It does not seem to shame nor needlessly bother Kathmandu's ruling classes that highland peasants by the hundreds of thousands leave the country every year to work the most wretched jobs in the plains of India.

Lowly Labour in the Lowlands
Illustration: Subhas Rai / 'Lowland Labour' January/February 1997 edition of Himal Southasian

Nepalis migrate to the plains of India for the same reason that migrants have abandoned their homes and hearths the world over through history. It is the economics of desperation. Because their unproductive little farms are unable to provide sustenance, high-landers by the hundreds of thousands descend to India in search of livelihood. In extreme cases, they leave solely for the purpose of removing an extra mouth to feed at home.

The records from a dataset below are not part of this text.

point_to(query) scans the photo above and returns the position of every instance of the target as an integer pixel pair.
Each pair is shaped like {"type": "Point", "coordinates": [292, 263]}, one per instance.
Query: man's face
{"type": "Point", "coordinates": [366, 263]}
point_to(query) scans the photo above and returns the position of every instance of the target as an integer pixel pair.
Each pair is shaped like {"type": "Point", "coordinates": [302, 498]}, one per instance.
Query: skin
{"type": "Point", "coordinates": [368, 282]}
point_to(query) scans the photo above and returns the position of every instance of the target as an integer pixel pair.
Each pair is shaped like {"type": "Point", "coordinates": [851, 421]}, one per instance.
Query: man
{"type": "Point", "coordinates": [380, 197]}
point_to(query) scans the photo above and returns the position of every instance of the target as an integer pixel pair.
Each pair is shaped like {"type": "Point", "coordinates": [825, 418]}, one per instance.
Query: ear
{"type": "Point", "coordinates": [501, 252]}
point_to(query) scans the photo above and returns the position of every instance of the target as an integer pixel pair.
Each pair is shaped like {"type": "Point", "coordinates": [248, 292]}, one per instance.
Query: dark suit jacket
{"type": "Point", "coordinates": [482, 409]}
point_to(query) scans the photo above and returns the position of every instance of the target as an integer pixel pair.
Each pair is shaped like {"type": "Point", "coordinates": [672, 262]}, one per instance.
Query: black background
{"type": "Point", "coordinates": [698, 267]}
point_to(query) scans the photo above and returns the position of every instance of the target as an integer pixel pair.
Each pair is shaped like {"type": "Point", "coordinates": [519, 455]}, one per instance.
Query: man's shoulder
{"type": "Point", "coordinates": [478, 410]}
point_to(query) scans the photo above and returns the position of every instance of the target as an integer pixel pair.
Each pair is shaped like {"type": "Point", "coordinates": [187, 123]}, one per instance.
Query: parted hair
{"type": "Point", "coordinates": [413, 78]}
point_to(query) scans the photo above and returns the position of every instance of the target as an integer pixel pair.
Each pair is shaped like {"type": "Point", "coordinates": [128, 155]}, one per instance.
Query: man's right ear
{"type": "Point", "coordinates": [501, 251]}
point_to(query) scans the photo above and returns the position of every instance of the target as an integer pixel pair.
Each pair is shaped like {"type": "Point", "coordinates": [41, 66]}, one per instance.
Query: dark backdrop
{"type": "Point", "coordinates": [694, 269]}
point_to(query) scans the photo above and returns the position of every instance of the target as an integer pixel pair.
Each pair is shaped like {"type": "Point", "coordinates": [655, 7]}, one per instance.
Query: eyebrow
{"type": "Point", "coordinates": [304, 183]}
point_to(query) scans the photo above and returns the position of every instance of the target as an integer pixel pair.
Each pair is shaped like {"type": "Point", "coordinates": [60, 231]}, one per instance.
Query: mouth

At a time when, after decades of neglect, the issue of the export of Nepali women to brothels in metropolitan India is finally getting a degree of notice, the much larger export of menial labour continues to receive scant attention of planners and scholars. Cumulatively, the remittance by migrant labour make a singular contribution to the national economy, but they find no mention in national economic calculations, and certainly not in the figures and forecasts of the National Planning Commission.

The volume of misery that is represented by what is thought to be more than a million individuals from a national population of 21 million leaving home to work as an underclass in the plains is indeed large, and it is lamentable that it should go unremarked. Such is the official and scholarly apathy on the subject of Nepali labour in India—akin to the indifference towards human-back portering in the hills (see Himal Nov/Dec 1995)— that one can reach no other conclusion than that the phenomenon is regarded as a national embarrassment.

Pretending that migration for basic employment does not exist or does not matter will not make it go away, however, and the Nepali state is dutybound to recognise the issue and address the extreme economic imbalance and lack of progress which makes peasants continue to seek paltry pickings in a neighbouring country.